The Luther producers leave that much extra space above the actors' heads so that viewers at home can add sizable-enough comedic speech bubbles above their heads in screen caps on Photoshop.
(Photo source: Luther Caps)
The framing effect, which was more prominent in Luther's first season (did some Beeb higher-up put NBC exec-vs.-Homicide-style pressure on the Luther crew to do less of it?), also enhances the show's sense of dread and unease. It dwarfs the actors and manages to make the tall Elba look as small as the runty white psychos he's been chasing this season (at times, Luther feels like a serious version of Chris Rock's post-Columbine stand-up routine about crazy white kids who scare the shit out of him, like the goofily named Trenchcoat Mafia).

This serial killer's acts of insanity include going up to security cameras and doing the Zorba the Greek dance.
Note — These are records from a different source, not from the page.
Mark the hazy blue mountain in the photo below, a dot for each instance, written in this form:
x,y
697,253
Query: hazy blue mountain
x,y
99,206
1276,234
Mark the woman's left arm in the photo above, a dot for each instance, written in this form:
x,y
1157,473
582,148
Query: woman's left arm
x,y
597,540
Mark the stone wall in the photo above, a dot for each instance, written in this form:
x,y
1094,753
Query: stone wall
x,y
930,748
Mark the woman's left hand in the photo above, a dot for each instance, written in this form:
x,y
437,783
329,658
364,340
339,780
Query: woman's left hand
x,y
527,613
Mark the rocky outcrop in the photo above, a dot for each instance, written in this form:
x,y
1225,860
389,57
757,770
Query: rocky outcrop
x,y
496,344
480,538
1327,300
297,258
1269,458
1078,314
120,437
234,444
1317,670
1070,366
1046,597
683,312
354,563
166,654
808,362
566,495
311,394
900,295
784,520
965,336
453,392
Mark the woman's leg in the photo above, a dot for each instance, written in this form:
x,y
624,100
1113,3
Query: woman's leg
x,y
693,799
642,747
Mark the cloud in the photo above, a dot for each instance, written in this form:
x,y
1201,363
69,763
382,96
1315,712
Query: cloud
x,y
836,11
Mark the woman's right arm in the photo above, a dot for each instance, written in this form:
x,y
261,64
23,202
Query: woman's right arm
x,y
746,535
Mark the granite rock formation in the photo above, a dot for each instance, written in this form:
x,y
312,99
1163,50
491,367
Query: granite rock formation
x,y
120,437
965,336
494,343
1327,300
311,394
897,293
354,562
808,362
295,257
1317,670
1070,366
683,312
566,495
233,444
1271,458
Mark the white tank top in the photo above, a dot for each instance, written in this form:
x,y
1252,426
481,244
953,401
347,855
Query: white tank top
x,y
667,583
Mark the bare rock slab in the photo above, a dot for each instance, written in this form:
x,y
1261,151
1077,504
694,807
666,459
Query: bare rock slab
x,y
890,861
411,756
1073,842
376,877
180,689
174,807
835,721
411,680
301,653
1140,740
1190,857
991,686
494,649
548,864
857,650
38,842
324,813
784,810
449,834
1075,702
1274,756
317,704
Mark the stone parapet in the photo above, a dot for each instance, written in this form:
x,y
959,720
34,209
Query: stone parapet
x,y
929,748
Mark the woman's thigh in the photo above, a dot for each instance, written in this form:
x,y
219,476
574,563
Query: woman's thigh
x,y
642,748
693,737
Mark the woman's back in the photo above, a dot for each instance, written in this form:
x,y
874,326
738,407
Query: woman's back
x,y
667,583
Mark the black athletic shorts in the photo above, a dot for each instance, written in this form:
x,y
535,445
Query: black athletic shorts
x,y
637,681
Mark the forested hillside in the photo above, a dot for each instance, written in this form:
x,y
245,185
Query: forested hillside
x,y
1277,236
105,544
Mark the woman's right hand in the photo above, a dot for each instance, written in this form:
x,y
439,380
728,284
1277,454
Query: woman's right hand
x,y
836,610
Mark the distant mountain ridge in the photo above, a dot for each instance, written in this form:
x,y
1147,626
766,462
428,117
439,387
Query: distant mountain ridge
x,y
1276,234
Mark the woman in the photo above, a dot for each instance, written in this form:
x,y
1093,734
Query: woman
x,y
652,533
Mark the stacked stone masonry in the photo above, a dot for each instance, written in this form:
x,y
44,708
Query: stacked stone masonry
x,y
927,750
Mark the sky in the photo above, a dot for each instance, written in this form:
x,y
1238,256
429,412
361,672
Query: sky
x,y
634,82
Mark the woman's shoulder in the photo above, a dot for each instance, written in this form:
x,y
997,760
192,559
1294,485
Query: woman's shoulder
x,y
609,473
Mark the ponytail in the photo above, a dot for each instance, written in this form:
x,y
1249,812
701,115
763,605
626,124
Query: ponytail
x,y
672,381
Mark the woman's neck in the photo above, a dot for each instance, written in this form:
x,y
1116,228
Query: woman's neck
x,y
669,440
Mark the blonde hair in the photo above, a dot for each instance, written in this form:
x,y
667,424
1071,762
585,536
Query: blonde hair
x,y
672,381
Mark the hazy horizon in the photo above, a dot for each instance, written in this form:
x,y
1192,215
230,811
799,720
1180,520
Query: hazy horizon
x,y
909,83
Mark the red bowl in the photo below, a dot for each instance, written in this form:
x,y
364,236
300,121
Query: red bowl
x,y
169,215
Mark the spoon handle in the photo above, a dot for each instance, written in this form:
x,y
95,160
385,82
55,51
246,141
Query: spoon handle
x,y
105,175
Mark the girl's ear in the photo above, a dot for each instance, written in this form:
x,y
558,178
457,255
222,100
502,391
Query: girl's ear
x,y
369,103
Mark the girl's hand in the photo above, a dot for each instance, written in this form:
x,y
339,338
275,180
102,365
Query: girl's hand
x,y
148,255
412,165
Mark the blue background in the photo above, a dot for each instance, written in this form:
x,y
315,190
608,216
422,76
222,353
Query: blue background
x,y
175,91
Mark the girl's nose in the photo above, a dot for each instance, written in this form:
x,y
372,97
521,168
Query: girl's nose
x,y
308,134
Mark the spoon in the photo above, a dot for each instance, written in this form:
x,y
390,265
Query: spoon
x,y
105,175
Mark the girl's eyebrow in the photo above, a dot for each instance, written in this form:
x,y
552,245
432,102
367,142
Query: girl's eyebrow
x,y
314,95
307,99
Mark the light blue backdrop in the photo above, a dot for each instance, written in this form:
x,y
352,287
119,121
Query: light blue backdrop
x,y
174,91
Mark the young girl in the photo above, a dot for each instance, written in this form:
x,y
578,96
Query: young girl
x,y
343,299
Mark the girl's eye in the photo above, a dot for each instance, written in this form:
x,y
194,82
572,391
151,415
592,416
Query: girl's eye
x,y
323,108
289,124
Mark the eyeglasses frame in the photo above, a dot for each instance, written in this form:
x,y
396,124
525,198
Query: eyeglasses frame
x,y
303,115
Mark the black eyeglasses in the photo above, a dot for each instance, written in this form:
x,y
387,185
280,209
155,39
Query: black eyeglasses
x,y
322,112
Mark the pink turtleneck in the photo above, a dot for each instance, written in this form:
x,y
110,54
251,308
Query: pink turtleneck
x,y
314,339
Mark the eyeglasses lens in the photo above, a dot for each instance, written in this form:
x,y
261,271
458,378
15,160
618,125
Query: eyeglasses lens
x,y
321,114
Luther evokes dread and unease more effectively than most shows. The mute, hammer-wielding LARP-er who terrorized working folk in the penultimate episode of Luther's second season is scarier and more menacing than anything during Luther's American ratings competition, FX's trying-way-too-hard-to-be-scary American Horror Story. The LARP-er's muteness and the episode's preference for filming his killings from a distance or having them take place off-screen--we're subjected only to gruesome hammer-to-skull sound effects--both make his acts of violence more disturbing. And though it's resorted to the tired and annoying device of children in peril that's been used by torture-porn procedurals like Criminal Minds, Luther rarely feels as sadistic as that show (below an A.V. Club piece about Criminal Minds and its short-lived spinoff Suspect Behavior, a commenter astutely noted that "Middle America eat [sic] this crap up with a spoon. It genuinely baffles me that middle aged and conservative Americans have made this show such a mainstream hit.").

As for the Joel Schumacher version of Freeze, he likes people to suffer by subjecting them to his shitty puns.
That quality of being unnerving without getting sadistic or graphic recalls Gotham Central, the much-missed DC Comics crime title that writers Ed Brubaker and Greg Rucka told from the point of view of Gotham City homicide detectives who resent Batman (Gotham Central was a bleak book, but it wasn't as sadistic as most of DC's puerile attempts at edginess, perhaps because Brubaker and Rucka write like grown-ups instead of horny and torture-porn-obsessed adolescents). From "the operatic theatricality" that crime novelist and Luther creator Neil Cross once said he's brought to DCI John Luther's adversaries to that aforementioned framing effect that creates the illusion of thought bubbles, the larger-than-life Luther is basically a comic book--or as John's teenage charge Jenny Jones (Aimee-Ffion Edwards) would prefer, graphic novel--but it's a very good one, which Gotham Central was.